Background: The acid suppressive effects of omeprazole (OPZ) and lansoprazole (LPZ) are influenced by the CYP2C19 polymorphism. On the other hand, some investigators have reported that acid suppressive effect of rabeprazole (RPZ) was not significantly affected by CYP2C19. The present study was designed to investigate whether the CYP2C19 genotype is related to the healing of reflux esophagitis (RE) in treatment with RPZ 10 mg.
Methods: One hundred and three Japanese patients with RE were treated with daily oral administration of 10 mg RPZ. At 4 and 8 weeks after the start of treatment, healing of RE was evaluated endoscopically. The CYP2C19 genotype was investigated before the treatment.

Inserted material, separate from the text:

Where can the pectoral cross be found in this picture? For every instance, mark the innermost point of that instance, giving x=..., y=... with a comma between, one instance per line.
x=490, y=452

Results: At 4 weeks after the start of treatment, the healing rates for homo-extensive metabolizer, hetero-extensive metabolizer, and poor metabolizer patients were 83.3% (15/18), 77.3% (17/22), and 88.9% (8/9) [corrected] respectively, and at 8 weeks after the start of treatment, the healing rates were 86.1% (31/36), 92.0% (46/50), and 82.4% (14/17), respectively. There were no significant differences in the healing rate of RE among the three genotypes at either 4 or 8 weeks after the start of treatment.
Conclusions: The therapeutic effects of 10 mg/day RPZ administration on RE may be uninfluenced by the CYP2C19 polymorphism.